Em outubro do ano passado, as coisas complicaram-se. As saudades eram demasiadas e os pais de Juliana decidiram oferecer uma viagem ao namorado para dezembro. Marco lá foi e esteve na Suíça de 23 de dezembro a 4 de janeiro. De janeiro a abril passaram apenas três meses, mas Marco e Juliana já estavam decididos que não iriam ser novamente separados.
“O amor não se explica, só se sente. É uma coisa que me completa. Gosto muito dela. Quando estou separado dela, sinto um vazio muito grande. Fico triste.” Ela acrescenta: “O amor é como se não houvesse nada de mal no mundo. É quando se está com a pessoa e se está feliz, se dá carinho, apoio, quando se está lá nos momentos maus e bons. É como se fosse tudo bom. Tudo perfeito. Acho que não há nada mais forte”.
Por isso o plano estava bem definido. E o futuro traçado. “Era para ficarmos sempre juntos. Para termos a nossa vida. No futuro queremos ter uma casa na Suíça, outra cá, um carro bom e dois filhos: um menino e uma menina“, relata Marco, apaixonado e convicto. “Eu fugi porque queria passar mais tempo com ele. Não queria estar longe dele.”

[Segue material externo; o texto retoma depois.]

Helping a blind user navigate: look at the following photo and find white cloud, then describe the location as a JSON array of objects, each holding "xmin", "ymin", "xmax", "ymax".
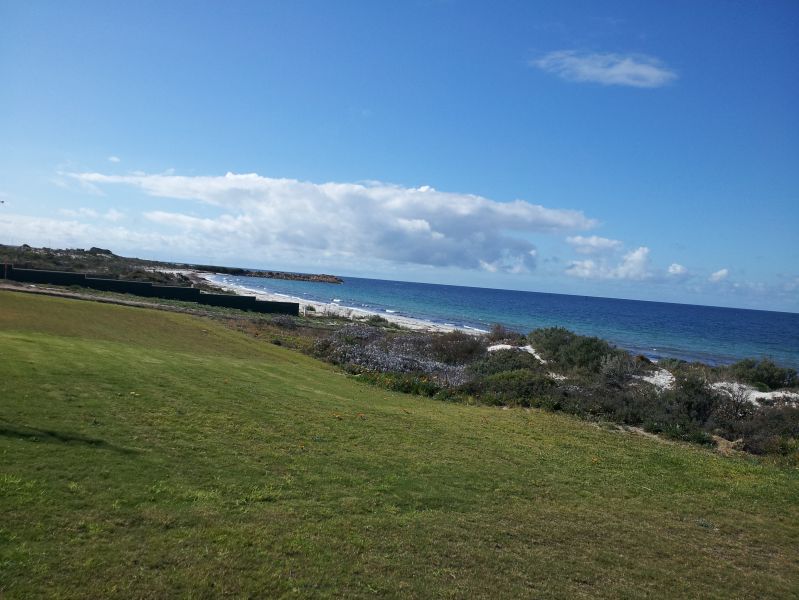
[
  {"xmin": 57, "ymin": 207, "xmax": 125, "ymax": 222},
  {"xmin": 566, "ymin": 235, "xmax": 623, "ymax": 254},
  {"xmin": 103, "ymin": 208, "xmax": 125, "ymax": 222},
  {"xmin": 564, "ymin": 258, "xmax": 599, "ymax": 279},
  {"xmin": 59, "ymin": 207, "xmax": 99, "ymax": 219},
  {"xmin": 667, "ymin": 263, "xmax": 687, "ymax": 276},
  {"xmin": 533, "ymin": 51, "xmax": 677, "ymax": 88},
  {"xmin": 0, "ymin": 213, "xmax": 170, "ymax": 251},
  {"xmin": 709, "ymin": 268, "xmax": 729, "ymax": 283},
  {"xmin": 566, "ymin": 246, "xmax": 651, "ymax": 280},
  {"xmin": 64, "ymin": 171, "xmax": 596, "ymax": 273},
  {"xmin": 108, "ymin": 156, "xmax": 121, "ymax": 163},
  {"xmin": 614, "ymin": 246, "xmax": 651, "ymax": 279}
]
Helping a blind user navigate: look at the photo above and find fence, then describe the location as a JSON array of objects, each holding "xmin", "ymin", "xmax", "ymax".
[{"xmin": 2, "ymin": 265, "xmax": 299, "ymax": 316}]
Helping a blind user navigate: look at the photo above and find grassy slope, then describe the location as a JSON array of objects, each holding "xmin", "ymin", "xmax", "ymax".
[{"xmin": 0, "ymin": 291, "xmax": 797, "ymax": 599}]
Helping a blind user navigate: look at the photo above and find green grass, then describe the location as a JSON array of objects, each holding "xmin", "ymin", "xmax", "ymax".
[{"xmin": 1, "ymin": 290, "xmax": 797, "ymax": 599}]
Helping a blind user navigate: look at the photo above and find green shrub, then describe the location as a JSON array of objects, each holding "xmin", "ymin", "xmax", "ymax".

Questionada pelo Observador sobre se ia deixar a filha despedir-se ou não do namorado, Marlene respondeu: “Vou deixar. Acho que proibir é pior, não é? Mas vai ser à minha beira! Comigo a ver! Que eu não vou deixá-la sozinha, pode crer que não”. Juliana voltou este sábado para a Suíça. Arrancou às 7h05 do Porto e chegou à Suíça às 10h30. Agora, o reencontro talvez só aconteça em agosto. Mas ainda sem certezas. “Sinto-me triste. Porque vou ficar outra vez sem ele.” Marco ficou em Paredes.